Planetary protection

Humans now routinely venture beyond Earth and send spacecraft to explore other planets. With this extraordinary ability comes great responsibility; we must ensure that we do not bring back anything harmful from other worlds. Similarly, we must make sure that we do not introduce terrestrial biological contamination to other planets and moons that have potential for past or present life.

Taking microbiological samples from Schiaparelli, inside the portable cleanroom tent, at Baikonur. Credit: ESA

Meeting these planetary protection constraints is not just an aspiration; it is a legal obligation. The Committee on Space Research (COSPAR) has formulated a planetary protection policy to guide compliance with the United Nations Outer Space Treaty.

ESA has adopted this policy and acts on behalf of its Member States to ensure that the requirements are met for all missions the Agency is flying or contributing to.

In practice, for some missions planetary protection sets limits for the level of acceptable microbiological contamination and for the probability of a spacecraft crashing on specific target bodies.

Mars is a primary target in the search for evidence of extraterrestrial life, past or present, and for this reason stringent planetary protection requirements apply.


Taking microbiological samples from Schiaparelli, inside the portable cleanroom tent, at Baikonur. Credit: ESA

To satisfy these requirements, for orbiters or for spacecraft performing flybys, a space agency must demonstrate one of two things. Either that there is a very small chance of the spacecraft crashing or impacting on its target world or that, in the event of a crash, the chance of biologically contaminating the planet is below a set limit.

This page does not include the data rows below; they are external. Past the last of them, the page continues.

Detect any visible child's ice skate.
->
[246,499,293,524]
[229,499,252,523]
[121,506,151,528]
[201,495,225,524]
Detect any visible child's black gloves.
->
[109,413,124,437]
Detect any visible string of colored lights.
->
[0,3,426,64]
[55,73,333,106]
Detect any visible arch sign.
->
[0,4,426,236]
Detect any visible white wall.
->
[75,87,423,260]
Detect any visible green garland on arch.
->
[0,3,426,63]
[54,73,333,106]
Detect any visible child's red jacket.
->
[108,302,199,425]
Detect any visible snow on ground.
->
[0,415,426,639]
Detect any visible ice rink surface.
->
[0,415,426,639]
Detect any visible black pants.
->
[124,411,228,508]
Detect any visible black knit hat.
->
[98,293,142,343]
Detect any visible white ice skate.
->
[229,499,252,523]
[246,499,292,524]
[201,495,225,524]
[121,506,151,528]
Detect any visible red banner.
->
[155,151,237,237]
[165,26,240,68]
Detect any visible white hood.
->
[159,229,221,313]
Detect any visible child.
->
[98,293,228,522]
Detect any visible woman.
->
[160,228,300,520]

For the ExoMars Trace Gas Orbiter, ESA have chosen to satisfy the impact probability constraint. The Agency has demonstrated that there is a less than 1 in 100 chance of an impact on the planet for the first 20 years after launch and less than 1 in 20 chance for the time period from 20 to 50 years after launch.

These assessments are made by evaluating the operational reliability of the mission, the flight hardware reliability, and the effects of the natural space environment such as micrometeoroids or Mars atmospheric variations. The launcher upper stage has also been included in these assessments to ensure that it does not impact Mars after separating from the spacecraft.

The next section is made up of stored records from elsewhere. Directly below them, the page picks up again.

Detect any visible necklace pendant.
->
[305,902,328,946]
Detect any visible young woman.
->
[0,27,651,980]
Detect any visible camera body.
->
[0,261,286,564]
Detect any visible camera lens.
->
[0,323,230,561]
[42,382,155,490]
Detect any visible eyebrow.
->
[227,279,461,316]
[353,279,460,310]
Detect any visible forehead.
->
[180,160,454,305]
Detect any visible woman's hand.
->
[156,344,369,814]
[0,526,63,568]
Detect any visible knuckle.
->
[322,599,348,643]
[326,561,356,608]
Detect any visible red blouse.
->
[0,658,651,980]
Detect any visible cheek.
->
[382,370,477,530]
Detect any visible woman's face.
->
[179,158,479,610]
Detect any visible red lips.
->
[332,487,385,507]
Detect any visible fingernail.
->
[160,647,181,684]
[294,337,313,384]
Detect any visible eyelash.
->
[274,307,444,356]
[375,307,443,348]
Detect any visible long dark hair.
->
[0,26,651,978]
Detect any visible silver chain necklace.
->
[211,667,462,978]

Assembling Schiaparelli in the microbiological controlled cleanroom in Turin, Italy. Credit: ESA

For a lander or rover the limits on the level of possible microbiological contamination are much more stringent. For Schiaparelli – the ExoMars 2016 entry, descent, and landing demonstrator module – the ExoMars project built a new cleanroom, in which the microbiological contamination could be strictly controlled during the assembly of the module at Thales Alenia Space in Italy.

When the module was assembled, it was transferred to the Thales Alenia Space premises at Cannes, France, for testing. A portable ‘clean tent’ that could be used during these activities was set up in Cannes and later, when Schiaparelli was transferred to the launch site in Baikonur, the clean tent was transferred there too. In addition, the project has built two new microbiological laboratories to measure the microbiological contamination levels in the cleanrooms and on the flight system: one at Thales Alenia Space in Italy, and one at the launch site in Baikonur, Kazakhstan.

The TAS-I planetary protection team, inside the cleanroom tent at Baikonur.
Credit: Thales Alenia Space

A dedicated training programme for all personnel who were involved in the construction and testing of the module, and the development of new cleanroom operating procedures were implemented.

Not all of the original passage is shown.